One hypothesis for this deficit in heritability is that low-frequency or rare genetic variants with larger biologic effects play a more important role in complex disease pathogenesis than do variants that can be detected by GWAS (6). GWAS are designed to detect common genetic variation [minor allele frequencies (MAFs) ≥ 0.05] (6). These variants are expected to have modest phenotypic impact because they have not been subjected to strong selective pressure (7). Rare variants that cause larger biologic effects than common susceptibility variants have been found in other common, complex diseases. In T2D, rare variants likely to be deleterious were found in MTNR1B, which encodes melatonin receptor 1B (8). Only the rare MTNR1B variants that resulted in total or partial loss of melatonin receptor 1B function increased T2D risk (8). Rare coding variants have also been found in GCKR, another T2D GWAS susceptibility gene encoding glucokinase regulatory protein, in subjects with higher circulating triglyceride levels (9). Collectively, these findings support the hypothesis that rare, functional coding variants can produce common, complex disease/trait phenotypes (6).

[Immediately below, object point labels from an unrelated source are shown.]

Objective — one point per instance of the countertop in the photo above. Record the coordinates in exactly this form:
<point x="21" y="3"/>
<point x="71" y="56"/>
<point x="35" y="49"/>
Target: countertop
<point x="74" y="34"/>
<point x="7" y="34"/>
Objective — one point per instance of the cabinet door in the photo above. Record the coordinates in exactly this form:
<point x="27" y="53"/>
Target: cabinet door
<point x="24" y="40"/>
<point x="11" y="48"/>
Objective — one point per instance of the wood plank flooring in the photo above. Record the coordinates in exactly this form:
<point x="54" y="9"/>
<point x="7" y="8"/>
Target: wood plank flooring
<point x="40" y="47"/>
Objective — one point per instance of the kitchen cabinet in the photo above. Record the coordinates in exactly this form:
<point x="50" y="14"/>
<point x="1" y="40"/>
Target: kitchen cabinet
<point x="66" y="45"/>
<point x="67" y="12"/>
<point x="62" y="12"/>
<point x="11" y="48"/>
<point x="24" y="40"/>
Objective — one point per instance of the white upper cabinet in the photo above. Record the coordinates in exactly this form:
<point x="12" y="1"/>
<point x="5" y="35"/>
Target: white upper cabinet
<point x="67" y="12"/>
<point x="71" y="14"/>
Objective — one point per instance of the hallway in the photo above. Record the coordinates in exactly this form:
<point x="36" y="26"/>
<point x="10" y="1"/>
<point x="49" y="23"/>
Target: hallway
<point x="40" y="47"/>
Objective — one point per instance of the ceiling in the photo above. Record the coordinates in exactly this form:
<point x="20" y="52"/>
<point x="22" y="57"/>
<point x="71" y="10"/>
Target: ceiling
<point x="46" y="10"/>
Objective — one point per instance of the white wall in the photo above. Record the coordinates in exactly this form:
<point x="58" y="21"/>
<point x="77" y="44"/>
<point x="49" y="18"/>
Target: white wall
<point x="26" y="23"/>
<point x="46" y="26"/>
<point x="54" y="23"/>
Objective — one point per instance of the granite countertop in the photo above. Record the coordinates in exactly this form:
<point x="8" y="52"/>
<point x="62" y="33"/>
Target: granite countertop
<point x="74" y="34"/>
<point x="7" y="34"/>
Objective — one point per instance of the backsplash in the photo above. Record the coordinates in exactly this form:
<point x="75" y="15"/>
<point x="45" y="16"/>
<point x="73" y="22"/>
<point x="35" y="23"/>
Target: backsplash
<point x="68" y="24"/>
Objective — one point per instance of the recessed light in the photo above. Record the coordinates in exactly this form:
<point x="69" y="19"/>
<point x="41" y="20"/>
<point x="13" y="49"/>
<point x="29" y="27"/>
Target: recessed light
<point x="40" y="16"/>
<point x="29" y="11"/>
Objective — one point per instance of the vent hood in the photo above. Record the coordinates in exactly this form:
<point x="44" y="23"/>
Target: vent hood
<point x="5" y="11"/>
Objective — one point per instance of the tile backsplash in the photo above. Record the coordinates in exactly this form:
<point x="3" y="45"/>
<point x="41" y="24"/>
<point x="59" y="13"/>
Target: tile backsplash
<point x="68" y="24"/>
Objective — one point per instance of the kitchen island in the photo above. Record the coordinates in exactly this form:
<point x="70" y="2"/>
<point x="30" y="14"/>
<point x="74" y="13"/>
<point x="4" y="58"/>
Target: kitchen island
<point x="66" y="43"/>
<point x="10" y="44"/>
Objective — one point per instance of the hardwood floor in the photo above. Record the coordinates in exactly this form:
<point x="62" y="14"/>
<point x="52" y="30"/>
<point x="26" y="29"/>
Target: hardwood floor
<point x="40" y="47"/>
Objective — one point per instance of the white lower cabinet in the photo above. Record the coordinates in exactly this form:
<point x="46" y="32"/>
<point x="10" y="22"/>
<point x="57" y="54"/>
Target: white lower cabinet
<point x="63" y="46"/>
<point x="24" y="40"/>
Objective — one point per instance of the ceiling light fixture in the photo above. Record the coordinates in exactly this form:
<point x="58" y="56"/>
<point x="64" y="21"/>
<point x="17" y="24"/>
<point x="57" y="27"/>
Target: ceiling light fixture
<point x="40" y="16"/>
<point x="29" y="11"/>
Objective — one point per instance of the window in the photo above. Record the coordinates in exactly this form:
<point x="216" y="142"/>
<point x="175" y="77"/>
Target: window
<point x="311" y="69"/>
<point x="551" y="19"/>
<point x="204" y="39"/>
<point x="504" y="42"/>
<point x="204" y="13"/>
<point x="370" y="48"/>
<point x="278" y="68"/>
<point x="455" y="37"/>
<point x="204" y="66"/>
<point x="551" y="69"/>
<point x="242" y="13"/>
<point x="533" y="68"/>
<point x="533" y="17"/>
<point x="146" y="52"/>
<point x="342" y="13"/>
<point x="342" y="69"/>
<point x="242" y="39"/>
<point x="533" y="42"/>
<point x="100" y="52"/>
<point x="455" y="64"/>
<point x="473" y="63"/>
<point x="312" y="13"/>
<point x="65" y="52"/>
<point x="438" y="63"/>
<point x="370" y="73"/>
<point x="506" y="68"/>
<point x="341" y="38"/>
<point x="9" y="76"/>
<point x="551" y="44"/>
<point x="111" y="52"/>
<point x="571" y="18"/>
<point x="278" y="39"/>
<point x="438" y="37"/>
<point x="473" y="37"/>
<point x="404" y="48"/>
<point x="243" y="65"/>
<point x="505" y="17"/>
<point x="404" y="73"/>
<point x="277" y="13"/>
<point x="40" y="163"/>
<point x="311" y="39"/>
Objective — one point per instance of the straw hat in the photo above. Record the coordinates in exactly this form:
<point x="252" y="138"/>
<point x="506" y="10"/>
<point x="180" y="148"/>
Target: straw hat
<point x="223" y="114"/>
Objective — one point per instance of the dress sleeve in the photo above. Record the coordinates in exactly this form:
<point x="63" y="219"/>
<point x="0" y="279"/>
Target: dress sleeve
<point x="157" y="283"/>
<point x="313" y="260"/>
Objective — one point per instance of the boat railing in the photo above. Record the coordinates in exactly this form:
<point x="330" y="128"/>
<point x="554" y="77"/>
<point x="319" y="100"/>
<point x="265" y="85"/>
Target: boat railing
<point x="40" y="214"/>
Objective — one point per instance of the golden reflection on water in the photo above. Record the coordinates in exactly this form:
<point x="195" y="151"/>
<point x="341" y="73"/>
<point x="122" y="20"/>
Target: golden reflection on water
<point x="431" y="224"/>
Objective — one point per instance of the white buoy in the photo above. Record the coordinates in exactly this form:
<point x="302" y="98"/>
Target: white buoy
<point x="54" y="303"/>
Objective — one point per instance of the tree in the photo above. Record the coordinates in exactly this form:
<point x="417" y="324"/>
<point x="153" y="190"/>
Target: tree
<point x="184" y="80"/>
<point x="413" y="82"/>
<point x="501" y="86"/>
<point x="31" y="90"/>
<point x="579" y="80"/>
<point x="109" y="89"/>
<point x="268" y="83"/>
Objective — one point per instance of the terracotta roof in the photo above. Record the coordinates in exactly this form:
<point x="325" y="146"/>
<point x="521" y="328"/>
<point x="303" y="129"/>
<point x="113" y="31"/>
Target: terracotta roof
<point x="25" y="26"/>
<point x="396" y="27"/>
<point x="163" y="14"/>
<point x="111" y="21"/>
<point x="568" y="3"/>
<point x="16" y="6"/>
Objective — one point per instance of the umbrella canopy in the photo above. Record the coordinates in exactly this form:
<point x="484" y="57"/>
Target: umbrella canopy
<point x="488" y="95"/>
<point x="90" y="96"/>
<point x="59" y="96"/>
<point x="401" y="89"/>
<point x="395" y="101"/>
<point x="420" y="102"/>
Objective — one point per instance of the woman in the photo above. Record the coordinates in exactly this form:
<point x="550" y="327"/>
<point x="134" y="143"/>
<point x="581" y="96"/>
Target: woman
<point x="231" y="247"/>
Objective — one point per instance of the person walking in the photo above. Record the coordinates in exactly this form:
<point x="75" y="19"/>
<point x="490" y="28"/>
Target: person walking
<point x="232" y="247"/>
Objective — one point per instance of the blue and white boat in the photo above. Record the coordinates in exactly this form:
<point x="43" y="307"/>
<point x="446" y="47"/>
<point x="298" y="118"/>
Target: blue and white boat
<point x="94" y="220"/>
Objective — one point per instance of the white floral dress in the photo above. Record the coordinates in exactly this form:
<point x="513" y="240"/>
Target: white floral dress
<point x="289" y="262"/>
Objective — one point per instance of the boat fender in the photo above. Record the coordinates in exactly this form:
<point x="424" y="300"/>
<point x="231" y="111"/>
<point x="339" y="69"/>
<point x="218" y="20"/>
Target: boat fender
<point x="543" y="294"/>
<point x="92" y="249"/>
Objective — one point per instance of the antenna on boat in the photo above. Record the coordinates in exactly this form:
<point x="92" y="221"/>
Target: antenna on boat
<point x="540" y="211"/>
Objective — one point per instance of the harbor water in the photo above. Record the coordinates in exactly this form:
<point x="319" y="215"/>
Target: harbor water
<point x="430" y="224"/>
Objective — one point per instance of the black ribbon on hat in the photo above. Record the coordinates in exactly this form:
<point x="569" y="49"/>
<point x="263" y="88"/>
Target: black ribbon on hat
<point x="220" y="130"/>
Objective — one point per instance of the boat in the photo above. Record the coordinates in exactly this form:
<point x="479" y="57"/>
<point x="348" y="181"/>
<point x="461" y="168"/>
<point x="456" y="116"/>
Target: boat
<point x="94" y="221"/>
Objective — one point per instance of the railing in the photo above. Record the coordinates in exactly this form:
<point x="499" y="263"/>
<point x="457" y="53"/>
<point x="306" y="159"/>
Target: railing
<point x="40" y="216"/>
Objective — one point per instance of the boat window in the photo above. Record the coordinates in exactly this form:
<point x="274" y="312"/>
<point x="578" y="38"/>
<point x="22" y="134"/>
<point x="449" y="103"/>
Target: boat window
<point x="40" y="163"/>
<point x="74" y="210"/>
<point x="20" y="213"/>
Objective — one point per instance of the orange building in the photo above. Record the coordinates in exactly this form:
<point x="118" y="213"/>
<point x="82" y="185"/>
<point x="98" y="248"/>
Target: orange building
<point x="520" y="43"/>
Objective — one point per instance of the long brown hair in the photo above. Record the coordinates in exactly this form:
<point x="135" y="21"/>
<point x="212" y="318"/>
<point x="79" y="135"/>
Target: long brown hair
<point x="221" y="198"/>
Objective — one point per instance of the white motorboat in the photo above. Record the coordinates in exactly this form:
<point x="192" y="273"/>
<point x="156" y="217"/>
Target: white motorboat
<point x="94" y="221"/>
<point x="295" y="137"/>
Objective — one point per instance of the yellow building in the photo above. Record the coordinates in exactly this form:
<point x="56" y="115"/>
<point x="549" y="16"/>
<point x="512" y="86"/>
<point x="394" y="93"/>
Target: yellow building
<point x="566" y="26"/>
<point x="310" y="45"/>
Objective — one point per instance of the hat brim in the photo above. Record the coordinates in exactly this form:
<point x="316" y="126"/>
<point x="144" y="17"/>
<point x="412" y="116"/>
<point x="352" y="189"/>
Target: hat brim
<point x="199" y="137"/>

Using an unbiased whole-genome sequencing (WGS) approach followed by targeted resequencing of AMH in a replication cohort, we identified significant evidence for association between functional mutations in the anti-Müllerian hormone gene (AMH) and PCOS. In females, anti-Müllerian hormone (AMH; or Müllerian inhibiting substance) is a regulator of folliculogenesis (10). AMH has also been shown to modulate steroidogenesis through its inhibition of CYP17 (11). AMH is secreted by the granulosa cells of small, growing ovarian follicles (12), and its expression is inversely correlated with follicle size (12). Polycystic ovaries are characterized by an increase in ovarian follicles from the primary stages onward (1). Levels of AMH are typically elevated in PCOS and correlate with antral follicle counts, although the mechanism for elevated AMH levels in PCOS remains unknown (12). Elevated AMH levels are proposed to be a marker for the distinctive alteration in folliculogenesis that is a cardinal feature of polycystic ovarian morphology (12). Furthermore, it has recently been demonstrated that AMH can regulate gonadotropin-releasing hormone release (13), a mechanism that is perturbed in PCOS (14). Accordingly, AMH is a highly plausible candidate gene for PCOS.
Materials and Methods
Subjects
The subjects were self-reported white people of European ancestry and had participated in our previous studies of PCOS (4, 15) (Table 1). The details of the assessment of study subjects and their clinical and biochemical features at enrollment were reported previously (4, 16, 17). Patients with PCOS had the “classic” or National Institutes of Health (NIH) phenotype of PCOS with elevated levels of total testosterone (T) or non–sex hormone–binding globulin-bound T (uT) levels, and chronic oligomenorrhea (eight or fewer menses per year) (18). Control subjects had normal androgen levels, regular 27- to 35-day menstrual cycles, and no history of reproductive disorders. (See Supplemental Data for additional details.) Ovarian morphology was not assessed, because this finding is not a criterion for the diagnosis of the NIH PCOS phenotype.
Table 1.
Clinical Features and Reproductive Hormone Levels of Study Participants
|
Patients With PCOS (n = 700) |
Control Subjects (n = 165) |
P Valuea | |||
|---|---|---|---|---|---|
| No. | Median (First Through Third Quartiles) | No. | Median (First Through Third Quartiles) | ||
| Age, y | 700 | 28 (24–32) | 165 | 29 (24–34) | 0.016 |
| BMI, kg/m2 | 700 | 35.4 (28.7–41.5) | 165 | 27.6 (22.4–34.1) | <0.0001 |
| Tb, ng/dL | 669 | 71 (59–90) | 165 | 26 (19–35) | <0.0001 |
| uT, ng/dL | 497 | 23 (17–29) | 65 | 4 (3–7) | <0.0001 |
| SHBG, nM | 498 | 53 (34–78) | 65 | 107 (72–156) | <0.0001 |
| DHEAS, ng/mL | 595 | 2065 (1446–2886) | 90 | 1349 (1059–1729) | <0.0001 |
| LH, mIU/mL | 518 | 11 (7–17) | 59 | 3 (3–7) | <0.0001 |
| FSH, mIU/mL | 518 | 9 (8–11) | 59 | 10 (7–12) | 0.74* |
| AMH, ng/mL | 259 | 9.3 (5.3–17.5) | 126 | 2.3 (1.2–4.0) | <0.0001* |
All analyses were with Mann-Whitney U test except for those denoted by an asterisk, which used analysis of covariance adjusted for age and BMI.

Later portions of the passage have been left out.